Quali sono gli elementi che fanno di un video un fenomeno virale? Considerato che negli Stati Uniti dal 2009 ad oggi gli investimenti in pubblicità online sono quadruplicati (da 1 a 4 mld $, fonte eMarketer), non stupisce che oggi la questione sia di primaria importanza per i brand che vogliono investire in questo senso.
La risposta potrebbe risiedere nella ricerca svolta da Thales S. Teixeira, assistant professor alla HBS, che ha identificato quali elementi spingono i viewers a condividere i video con amici e parenti, rendendoli virali.
Secondo lo studio di Texeira, presentato lo scorso giugno al Cannes Lions International Advertising Festival, l’elemento chiave risiederebbe nel processo di Advertising Symbiosis: se il viewer trae giovamento dalla condivisione del video, questo potrebbe diventare virale.

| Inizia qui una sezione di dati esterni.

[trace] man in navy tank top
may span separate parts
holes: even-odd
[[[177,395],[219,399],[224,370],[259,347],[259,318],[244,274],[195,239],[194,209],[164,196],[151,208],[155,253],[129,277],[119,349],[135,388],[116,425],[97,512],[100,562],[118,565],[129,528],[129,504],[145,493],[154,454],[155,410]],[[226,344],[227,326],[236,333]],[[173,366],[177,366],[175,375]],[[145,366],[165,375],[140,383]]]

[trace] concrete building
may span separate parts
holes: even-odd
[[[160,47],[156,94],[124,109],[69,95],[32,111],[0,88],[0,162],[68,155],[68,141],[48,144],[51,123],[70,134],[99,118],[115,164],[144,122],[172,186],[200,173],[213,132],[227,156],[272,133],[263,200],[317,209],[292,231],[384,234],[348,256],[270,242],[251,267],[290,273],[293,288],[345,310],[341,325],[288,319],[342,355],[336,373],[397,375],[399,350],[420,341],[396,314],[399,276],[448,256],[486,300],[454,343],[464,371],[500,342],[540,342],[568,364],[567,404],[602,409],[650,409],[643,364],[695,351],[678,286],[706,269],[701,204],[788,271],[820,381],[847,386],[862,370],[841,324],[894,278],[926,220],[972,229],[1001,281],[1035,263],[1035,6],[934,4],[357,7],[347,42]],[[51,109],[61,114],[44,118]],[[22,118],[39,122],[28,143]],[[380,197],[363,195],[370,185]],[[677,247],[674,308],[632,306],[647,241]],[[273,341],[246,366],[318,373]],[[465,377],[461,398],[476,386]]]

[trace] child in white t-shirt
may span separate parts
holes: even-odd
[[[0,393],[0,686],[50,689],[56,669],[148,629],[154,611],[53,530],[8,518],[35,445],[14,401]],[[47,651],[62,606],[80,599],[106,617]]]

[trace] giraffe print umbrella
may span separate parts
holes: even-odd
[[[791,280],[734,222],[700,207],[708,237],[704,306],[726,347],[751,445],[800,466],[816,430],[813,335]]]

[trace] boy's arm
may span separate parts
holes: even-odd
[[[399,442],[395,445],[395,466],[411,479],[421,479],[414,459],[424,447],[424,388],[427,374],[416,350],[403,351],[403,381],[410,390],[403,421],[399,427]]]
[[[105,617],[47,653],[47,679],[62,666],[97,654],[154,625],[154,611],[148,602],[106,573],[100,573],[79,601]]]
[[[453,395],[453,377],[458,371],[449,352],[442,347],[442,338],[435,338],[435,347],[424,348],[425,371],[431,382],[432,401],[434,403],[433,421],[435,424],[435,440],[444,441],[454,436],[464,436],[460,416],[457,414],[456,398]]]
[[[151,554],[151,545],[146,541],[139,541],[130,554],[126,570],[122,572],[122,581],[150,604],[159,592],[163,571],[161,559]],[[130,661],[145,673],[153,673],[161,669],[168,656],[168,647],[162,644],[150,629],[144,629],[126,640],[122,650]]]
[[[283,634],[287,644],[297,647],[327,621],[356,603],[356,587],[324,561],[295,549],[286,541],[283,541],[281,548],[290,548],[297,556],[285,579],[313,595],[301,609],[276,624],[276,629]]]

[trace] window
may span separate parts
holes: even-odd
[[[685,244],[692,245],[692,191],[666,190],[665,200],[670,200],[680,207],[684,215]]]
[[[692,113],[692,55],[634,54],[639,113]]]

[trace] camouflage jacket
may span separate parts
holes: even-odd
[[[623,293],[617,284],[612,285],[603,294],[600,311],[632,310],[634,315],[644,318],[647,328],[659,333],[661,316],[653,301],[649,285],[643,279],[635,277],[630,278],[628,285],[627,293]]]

In particolare, le campagne virali di successo richiederebbero quattro passaggi: attrarre l’attenzione dei viewers, mantenere la loro attenzione, portarli a condividere il video con altri, e persuaderli. Attraverso una serie di esperimenti Teixeira ha dimostrato che provocare sorpresa era il miglior modo di attrarre l’attenzione, mentre suscitare allegria era il modo migliore di mantenerla. Di conseguenza le pubblicità che più catturavano l’attenzione erano quelle che iniziavano sorprendendo lo spettatore e che proseguivano facendolo sorridere.

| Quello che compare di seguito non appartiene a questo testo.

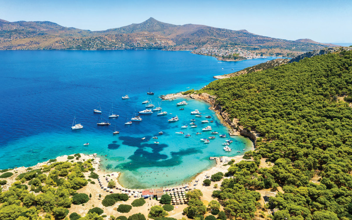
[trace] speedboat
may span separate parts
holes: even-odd
[[[131,121],[142,121],[142,118],[139,116],[136,116],[131,119]]]
[[[211,131],[212,127],[210,126],[207,126],[203,129],[202,129],[202,130],[203,131]]]
[[[230,152],[232,150],[231,149],[228,147],[224,147],[223,149],[225,150],[225,151],[227,151],[228,152]]]
[[[151,109],[146,109],[145,110],[138,112],[139,114],[151,114],[153,113],[153,111]]]
[[[197,109],[196,109],[193,112],[191,112],[191,114],[192,115],[196,115],[197,114],[200,114],[200,113],[199,112],[199,111],[198,111]]]
[[[176,105],[188,105],[188,104],[185,101],[183,101],[182,102],[180,102],[177,104],[176,104]]]

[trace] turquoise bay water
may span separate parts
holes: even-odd
[[[207,125],[220,134],[227,131],[208,104],[194,100],[182,107],[176,104],[183,99],[163,101],[163,111],[172,114],[141,114],[142,122],[125,125],[135,110],[145,109],[142,101],[148,98],[157,106],[159,95],[198,89],[214,75],[275,58],[224,62],[187,51],[156,50],[1,51],[0,58],[0,94],[6,109],[0,122],[0,169],[33,166],[63,155],[96,153],[107,155],[100,156],[102,169],[121,171],[124,186],[140,188],[187,182],[213,165],[209,156],[240,155],[251,145],[243,137],[232,138],[229,153],[221,145],[228,138],[214,135],[216,138],[210,143],[201,141],[212,136],[201,131]],[[147,96],[150,87],[155,95]],[[122,99],[125,94],[130,98]],[[98,100],[109,126],[96,125],[99,114],[93,110]],[[114,119],[107,117],[112,102],[114,112],[120,115]],[[179,110],[181,107],[184,110]],[[190,114],[195,109],[212,116],[214,122],[202,124],[204,116]],[[72,131],[75,113],[84,128]],[[168,121],[176,115],[179,121]],[[181,128],[183,121],[189,126],[193,118],[197,128]],[[115,125],[120,133],[114,135]],[[192,136],[175,133],[180,131]],[[161,131],[163,134],[158,133]],[[203,134],[196,135],[197,132]],[[159,145],[151,138],[155,136]],[[84,146],[87,142],[90,145]]]

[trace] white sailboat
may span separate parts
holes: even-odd
[[[75,124],[75,126],[73,126],[73,124]],[[75,118],[73,119],[73,122],[72,122],[72,126],[71,127],[72,130],[76,130],[76,129],[80,129],[83,128],[83,126],[81,124],[77,124],[76,123],[76,115],[75,115]]]

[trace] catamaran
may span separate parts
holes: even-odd
[[[119,116],[119,115],[117,115],[115,114],[114,114],[114,111],[113,110],[113,107],[114,104],[113,103],[111,104],[111,115],[109,115],[109,118],[116,118],[117,117],[118,117]],[[109,112],[109,114],[110,114],[110,112]]]
[[[106,122],[106,121],[103,121],[102,117],[101,118],[101,121],[100,121],[100,122],[99,122],[99,119],[100,118],[100,115],[99,115],[99,118],[98,118],[98,121],[96,123],[96,125],[100,125],[100,126],[109,125],[111,124],[109,123],[108,121],[107,122]]]
[[[153,111],[151,109],[146,109],[145,110],[138,112],[138,113],[139,114],[152,114],[153,113]]]
[[[98,101],[98,104],[99,105],[99,110],[98,109],[95,109],[93,110],[93,112],[95,113],[101,113],[101,108],[100,107],[100,104],[99,103],[99,101]]]
[[[83,128],[83,126],[81,124],[77,124],[76,123],[76,115],[75,115],[75,117],[73,118],[73,122],[72,122],[72,126],[71,127],[72,130],[76,130],[76,129],[80,129]],[[75,124],[75,126],[73,126],[73,124]]]
[[[199,111],[197,109],[196,109],[193,112],[191,112],[191,115],[196,115],[200,113],[199,112]]]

Ma catturare l’attenzione non garantisce la condivisione del video: “E’ emerso che mentre invogliare le persone a guardare una pubblicità dipende dalle emozioni, fare in modo che la condividano dipende dalla personalità di chi la condivide”. Dopo aver analizzato il comportamento dei partecipanti all’esperimento, Teixeira ha scoperto che la principale motivazione dello sharing virale era l’egocentrismo: il desidero del viewer di ottenere un guadagno personale dalla condivisione del video. In questo caso il guadagno consiste nel miglioramento della propria reputazione presso familiari ed amici.
Questo spinge i brand a concepire dei video che non si limitano a far apparire bene il prodotto ma, se condivisi, fanno apparire bene anche il viewer. Teixeira chiama questa idea Advertising Symbiosis perché sia il brand che il viewer traggono entrambi beneficio dall’atto dello sharing.
Analogamente il professore Jonah Berger della Wharton School nel suo saggio Contagious uscito quest’anno, spiega che i messaggi che catturano l’attenzione e che vengono condivisi rispondono ad almeno uno di sei criteri: condividiamo ciò che ci fa apparire bene, ciò che ricordiamo, ciò che ci emoziona, ciò che ci consente di esibire alcuni nostri comportamenti, ciò che è pratico ed utile, ciò che racconta una storia. Anche in questo caso quindi il beneficio scaturito dalla condivisione, che consiste appunto nell’apparire bene o nell’esibire comportamenti virtuosi, assume primaria importanza.
Sembrerebbe quindi che il modo migliore per garantire la condivisione dei video virali sia riuscire a sfruttare quei meccanismi che rendono le piattaforme social delle vetrine per gli user, che in cambio della condivisione del video vedono restituirsi un’immagine migliorata di sé.